Shur S A, Vulfson P L, Severin S E
Biochem Int. 1983 Aug;7(2):197-206.
In native nonactivated phosphorylase kinase [14C] iodacetamide interacts with 50 cysteinyl residues per enzyme molecule (alpha beta gamma delta)4. According to their reactivity towards iodacetamide these residues can be classified into 3 groups. The most reactive cysteinyl residues are involved in the enzyme activation caused by modification of SH-groups. The enzyme inhibition is biphasic. The fast and slow inactivation reactions follow the pseudo-first order kinetics. The rate of inactivation is increased by Ca2+. Mg-ATP effectively protects the enzyme against the inactivation and chemical modification of three SH-groups per protomer (apha beta gamma delta). The kinetics of inactivation and of the [14C] iodacetamide label incorporation demonstrate that two cysteinyl residues per enzyme protomer (alpha beta gamma delta) are essential for the enzyme activity. These residues are located near the ATP-binding site of the beta and gamma subunits of phosphorylase kinase.

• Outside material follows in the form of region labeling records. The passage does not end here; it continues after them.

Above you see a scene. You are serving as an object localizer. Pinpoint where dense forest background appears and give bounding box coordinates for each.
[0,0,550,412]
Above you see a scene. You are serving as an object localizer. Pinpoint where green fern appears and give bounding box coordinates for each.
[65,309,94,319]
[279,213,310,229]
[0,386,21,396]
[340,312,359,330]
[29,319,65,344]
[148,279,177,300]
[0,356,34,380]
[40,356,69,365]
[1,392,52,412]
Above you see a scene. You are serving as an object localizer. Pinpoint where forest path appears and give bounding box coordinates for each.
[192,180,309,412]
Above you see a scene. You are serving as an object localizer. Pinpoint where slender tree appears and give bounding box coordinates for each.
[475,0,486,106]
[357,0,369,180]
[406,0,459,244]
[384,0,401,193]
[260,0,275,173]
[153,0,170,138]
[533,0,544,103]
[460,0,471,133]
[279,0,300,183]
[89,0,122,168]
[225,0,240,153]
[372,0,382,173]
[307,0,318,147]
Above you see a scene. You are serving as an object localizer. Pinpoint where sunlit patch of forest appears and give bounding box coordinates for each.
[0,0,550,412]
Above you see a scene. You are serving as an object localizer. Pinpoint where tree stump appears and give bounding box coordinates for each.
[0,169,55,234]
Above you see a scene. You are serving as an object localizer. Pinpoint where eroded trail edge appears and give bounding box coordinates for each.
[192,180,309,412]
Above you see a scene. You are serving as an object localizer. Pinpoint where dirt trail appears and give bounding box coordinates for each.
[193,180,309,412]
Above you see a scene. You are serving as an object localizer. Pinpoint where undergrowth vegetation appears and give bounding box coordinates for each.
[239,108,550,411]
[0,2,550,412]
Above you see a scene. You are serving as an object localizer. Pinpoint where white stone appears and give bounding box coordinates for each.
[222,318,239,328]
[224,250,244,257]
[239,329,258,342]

在天然未活化的磷酸化酶激酶中,[14C]碘乙酰胺与每个酶分子(αβγδ)4中的50个半胱氨酰残基相互作用。根据它们对碘乙酰胺的反应性,这些残基可分为3组。反应性最强的半胱氨酰残基参与由巯基修饰引起的酶激活。酶抑制是双相的。快速和缓慢失活反应遵循准一级动力学。Ca2+可提高失活速率。Mg-ATP可有效保护酶免予失活以及每个原体(αβγδ)中三个巯基的化学修饰。失活动力学和[14C]碘乙酰胺标记掺入表明,每个酶原体(αβγδ)中的两个半胱氨酰残基对酶活性至关重要。这些残基位于磷酸化酶激酶β和γ亚基的ATP结合位点附近。